A proposed ordinance seeks to slap aggressive panhandlers with $200 fines.
The measure, introduced by a 6-0 council vote on Tuesday, acknowledges the constitutional right to “beg or solicit in a peaceful and nonthreatening manner.”
But it aims to crack down on panhandlers who approach or follow pedestrians, use abusive language or make physical contact, or who block pedestrians or traffic.
“We were getting a lot of complaints regarding aggressive panhandling in the business district, as well as local daycare where parents were routinely approached every morning and evening,” said Vij Pawar, the town attorney.
“Since there are First Amendment issues involved, we wanted to address the public safety issue without violating anyone’s constitutional rights.”
The lawyer described the ordinance as “narrowly tailored with specifically delineated governmental interest”: The public safety of people withdrawing money and the safety of children.
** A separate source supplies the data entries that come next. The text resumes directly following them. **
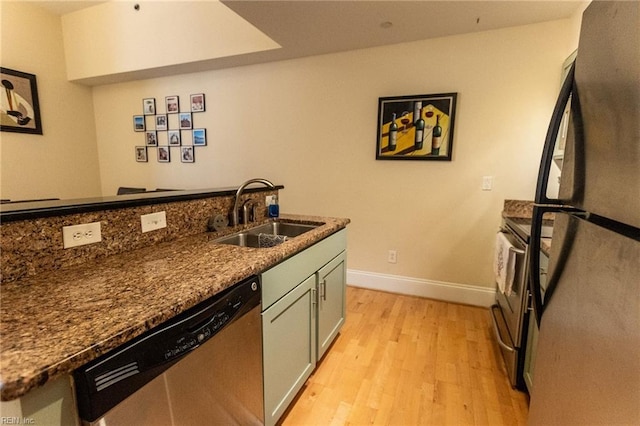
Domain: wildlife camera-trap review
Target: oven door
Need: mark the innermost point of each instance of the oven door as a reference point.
(509, 314)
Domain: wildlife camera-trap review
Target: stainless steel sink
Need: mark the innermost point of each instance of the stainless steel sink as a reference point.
(266, 235)
(287, 229)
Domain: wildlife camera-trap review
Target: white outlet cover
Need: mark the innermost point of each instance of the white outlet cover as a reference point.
(153, 221)
(80, 235)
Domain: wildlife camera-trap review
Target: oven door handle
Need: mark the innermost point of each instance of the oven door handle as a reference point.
(496, 329)
(516, 250)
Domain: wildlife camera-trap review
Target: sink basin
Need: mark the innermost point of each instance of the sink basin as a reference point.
(267, 235)
(287, 229)
(242, 239)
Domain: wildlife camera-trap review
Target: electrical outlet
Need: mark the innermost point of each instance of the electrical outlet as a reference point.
(487, 183)
(153, 221)
(79, 235)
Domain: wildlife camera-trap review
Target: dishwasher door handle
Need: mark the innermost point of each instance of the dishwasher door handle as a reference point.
(496, 329)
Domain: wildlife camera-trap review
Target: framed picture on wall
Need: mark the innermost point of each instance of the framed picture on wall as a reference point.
(20, 104)
(151, 138)
(417, 127)
(186, 154)
(161, 122)
(149, 106)
(138, 123)
(163, 154)
(199, 137)
(173, 137)
(197, 102)
(185, 121)
(141, 154)
(173, 104)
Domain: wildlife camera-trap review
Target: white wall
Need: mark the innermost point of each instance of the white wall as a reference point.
(63, 162)
(310, 124)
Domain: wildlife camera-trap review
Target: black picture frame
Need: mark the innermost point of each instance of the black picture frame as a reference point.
(405, 138)
(187, 154)
(20, 103)
(174, 138)
(141, 154)
(139, 124)
(151, 138)
(199, 137)
(162, 122)
(164, 154)
(185, 121)
(149, 106)
(197, 102)
(172, 104)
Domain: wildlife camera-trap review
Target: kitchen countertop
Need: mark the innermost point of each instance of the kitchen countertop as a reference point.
(57, 321)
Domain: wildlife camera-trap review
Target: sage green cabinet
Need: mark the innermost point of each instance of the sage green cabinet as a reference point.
(331, 301)
(303, 302)
(289, 336)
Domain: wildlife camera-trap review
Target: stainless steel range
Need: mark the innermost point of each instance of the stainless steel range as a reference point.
(510, 313)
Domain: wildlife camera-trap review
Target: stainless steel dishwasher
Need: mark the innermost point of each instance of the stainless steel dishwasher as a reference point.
(203, 366)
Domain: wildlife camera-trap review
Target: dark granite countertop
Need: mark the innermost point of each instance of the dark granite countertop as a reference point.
(55, 322)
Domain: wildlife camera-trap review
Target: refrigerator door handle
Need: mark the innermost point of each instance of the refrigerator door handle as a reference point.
(550, 139)
(496, 329)
(534, 258)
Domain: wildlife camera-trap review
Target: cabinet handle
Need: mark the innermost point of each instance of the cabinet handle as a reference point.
(323, 287)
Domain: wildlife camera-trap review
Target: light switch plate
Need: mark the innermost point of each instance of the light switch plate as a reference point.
(79, 235)
(487, 183)
(153, 221)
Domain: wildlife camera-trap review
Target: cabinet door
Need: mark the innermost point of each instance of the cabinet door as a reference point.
(289, 347)
(331, 301)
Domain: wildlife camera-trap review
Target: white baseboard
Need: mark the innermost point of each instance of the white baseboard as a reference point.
(450, 292)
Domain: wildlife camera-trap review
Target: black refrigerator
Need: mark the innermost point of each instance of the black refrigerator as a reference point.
(587, 367)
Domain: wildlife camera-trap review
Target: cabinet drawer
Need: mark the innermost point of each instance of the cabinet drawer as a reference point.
(282, 278)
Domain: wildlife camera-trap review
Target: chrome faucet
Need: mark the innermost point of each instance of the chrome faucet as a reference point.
(234, 214)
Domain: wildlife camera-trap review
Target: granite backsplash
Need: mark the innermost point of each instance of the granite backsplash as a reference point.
(30, 247)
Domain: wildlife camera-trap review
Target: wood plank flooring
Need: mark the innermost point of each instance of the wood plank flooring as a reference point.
(403, 360)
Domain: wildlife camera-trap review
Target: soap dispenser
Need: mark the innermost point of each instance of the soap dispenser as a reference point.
(274, 208)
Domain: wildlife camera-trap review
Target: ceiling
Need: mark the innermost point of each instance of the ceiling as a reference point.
(313, 27)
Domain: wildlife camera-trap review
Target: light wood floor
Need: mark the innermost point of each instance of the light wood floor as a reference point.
(402, 360)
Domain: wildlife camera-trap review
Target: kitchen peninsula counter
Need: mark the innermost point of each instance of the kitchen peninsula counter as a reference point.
(57, 321)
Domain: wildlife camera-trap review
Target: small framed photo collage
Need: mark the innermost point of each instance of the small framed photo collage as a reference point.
(171, 128)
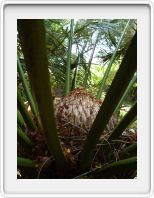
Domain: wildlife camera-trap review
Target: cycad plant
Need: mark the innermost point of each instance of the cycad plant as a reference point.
(78, 135)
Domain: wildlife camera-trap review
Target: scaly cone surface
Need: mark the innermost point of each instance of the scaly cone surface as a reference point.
(76, 112)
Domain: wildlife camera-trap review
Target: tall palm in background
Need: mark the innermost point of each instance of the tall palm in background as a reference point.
(66, 137)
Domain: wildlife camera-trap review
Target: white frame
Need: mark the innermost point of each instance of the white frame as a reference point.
(2, 80)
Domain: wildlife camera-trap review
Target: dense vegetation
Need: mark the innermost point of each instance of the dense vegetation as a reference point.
(77, 98)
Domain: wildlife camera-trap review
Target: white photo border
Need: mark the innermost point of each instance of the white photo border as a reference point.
(3, 78)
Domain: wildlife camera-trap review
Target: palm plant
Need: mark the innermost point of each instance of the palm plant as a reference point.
(53, 127)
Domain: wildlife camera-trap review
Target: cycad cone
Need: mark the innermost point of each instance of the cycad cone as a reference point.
(76, 113)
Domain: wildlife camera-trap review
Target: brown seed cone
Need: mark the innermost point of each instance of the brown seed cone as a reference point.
(76, 113)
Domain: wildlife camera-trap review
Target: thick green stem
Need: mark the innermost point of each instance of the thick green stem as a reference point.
(32, 36)
(87, 72)
(111, 63)
(20, 119)
(124, 75)
(126, 92)
(68, 69)
(24, 137)
(26, 89)
(125, 122)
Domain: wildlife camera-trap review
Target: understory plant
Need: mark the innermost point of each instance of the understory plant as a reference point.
(71, 136)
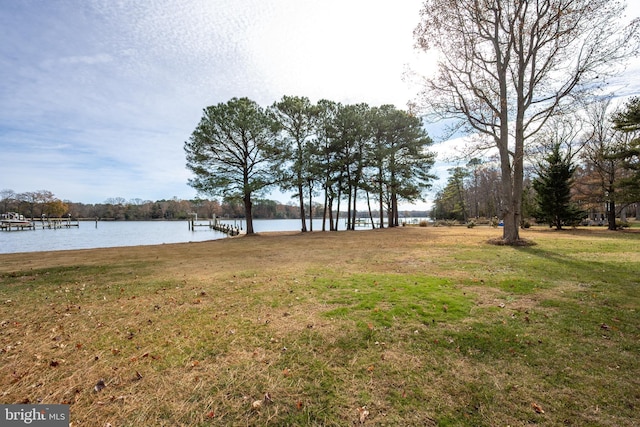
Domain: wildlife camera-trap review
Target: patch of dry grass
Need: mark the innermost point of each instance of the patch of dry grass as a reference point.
(411, 326)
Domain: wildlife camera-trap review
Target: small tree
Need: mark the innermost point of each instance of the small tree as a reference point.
(553, 188)
(233, 154)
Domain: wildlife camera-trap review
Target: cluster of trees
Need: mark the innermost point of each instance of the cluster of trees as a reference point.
(586, 165)
(240, 150)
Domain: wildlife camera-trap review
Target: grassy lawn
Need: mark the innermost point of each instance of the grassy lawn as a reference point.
(412, 326)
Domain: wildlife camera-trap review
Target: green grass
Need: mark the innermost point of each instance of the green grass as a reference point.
(441, 330)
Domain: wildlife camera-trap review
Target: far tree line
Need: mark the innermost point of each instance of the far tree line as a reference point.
(584, 167)
(35, 204)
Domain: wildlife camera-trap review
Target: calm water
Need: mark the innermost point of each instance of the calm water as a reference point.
(122, 233)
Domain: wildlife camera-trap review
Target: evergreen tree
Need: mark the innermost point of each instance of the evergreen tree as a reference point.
(628, 122)
(553, 188)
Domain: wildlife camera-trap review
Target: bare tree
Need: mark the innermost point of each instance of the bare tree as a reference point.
(507, 66)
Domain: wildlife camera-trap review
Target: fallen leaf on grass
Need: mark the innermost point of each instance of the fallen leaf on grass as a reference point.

In addition to banning public panhandling in an “aggressive manner,” the ordinance, if approved on its second reading, would prohibit any solicitation within 10 feet of entrances and exits of banks, check cashing businesses and ATM machines.
The practice also would be prohibited within 10 feet of any school entrance, exit or parking area, including daycare centers, preschools and other early learning facilities, during school hours and drop-off and pickup times.
Approaching anyone in a motor vehicle to offer a service connected with that vehicle, “or otherwise soliciting the sale of goods or services,” if done aggressively, also would be deemed a violation of the town’s police regulations.
Unenclosed ATM machines in supermarkets, airports and schools would be exempt, if the cash machines only are available for use during regular hours of those facilities.